Filtered semantic search

Filtered semantic search combines vector similarity with metadata conditions. Results must be both semantically similar to your query and match your filter criteria. Use filtered search to narrow results by category, topic, date range, or other metadata attributes. VectorAI DB evaluates filters during search (pre-filtering), which is more efficient than filtering results after retrieval. Before running these examples, make sure you have a VectorAI DB instance running at localhost:6574 and the relevant SDK installed. For setup instructions, see Docker installation.

Keyword filter

Filter results by a specific keyword field value, such as topic or category:

from __future__ import annotations

import random

from actian_vectorai import (
    Distance,
    Field,
    FieldType,
    FilterBuilder,
    PointStruct,
    VectorAIClient,
    VectorParams,
)

SERVER = "localhost:6574"
COLLECTION = "semantic_demo"
DIM = 64
fmt = "\n=== {:50} ==="

# Simulated document corpus
DOCUMENTS = [
    {
        "id": 1,
        "text": "Python is a popular programming language",
        "topic": "programming",
        "year": 2024,
    },
    {
        "id": 2,
        "text": "Machine learning transforms data into insights",
        "topic": "ml",
        "year": 2024,
    },
    {
        "id": 3,
        "text": "Vector databases enable semantic search",
        "topic": "databases",
        "year": 2024,
    },
    {"id": 4, "text": "Neural networks learn hierarchical features", "topic": "ml", "year": 2023},
    {
        "id": 5,
        "text": "SQL is the language of relational databases",
        "topic": "databases",
        "year": 2020,
    },
    {"id": 6, "text": "Deep learning requires large datasets", "topic": "ml", "year": 2023},
    {"id": 7, "text": "Graph databases model relationships", "topic": "databases", "year": 2022},
    {"id": 8, "text": "Transformers revolutionized NLP", "topic": "ml", "year": 2023},
    {
        "id": 9,
        "text": "Rust is a memory-safe systems language",
        "topic": "programming",
        "year": 2024,
    },
    {"id": 10, "text": "Embeddings represent meaning as vectors", "topic": "ml", "year": 2024},
]


def fake_embed(text: str, dim: int = DIM) -> list[float]:
    """Deterministic pseudo-embedding based on text hash."""
    random.seed(hash(text) % (2**32))
    return [random.gauss(0, 1) for _ in range(dim)]


def main() -> None:
    with VectorAIClient(SERVER) as client:
        if client.collections.exists(COLLECTION):
            client.collections.delete(COLLECTION)
        client.collections.create(
            COLLECTION,
            vectors_config=VectorParams(size=DIM, distance=Distance.Cosine),
        )

        # Create field indexes for filtered search
        client.points.create_field_index(COLLECTION, "topic", FieldType.FieldTypeKeyword)
        client.points.create_field_index(COLLECTION, "year", FieldType.FieldTypeInteger)
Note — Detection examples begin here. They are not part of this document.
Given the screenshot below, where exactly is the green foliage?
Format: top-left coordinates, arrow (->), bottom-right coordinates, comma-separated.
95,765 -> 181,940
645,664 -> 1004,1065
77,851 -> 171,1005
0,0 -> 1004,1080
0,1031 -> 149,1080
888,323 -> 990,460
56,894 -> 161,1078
        # Embed and insert documents
        points = [
            PointStruct(
                id=doc["id"],
                vector=fake_embed(doc["text"]),
                payload={"text": doc["text"], "topic": doc["topic"], "year": doc["year"]},
            )
            for doc in DOCUMENTS
        ]
        client.points.upsert(COLLECTION, points)
        print(f"✓ Indexed {len(DOCUMENTS)} documents")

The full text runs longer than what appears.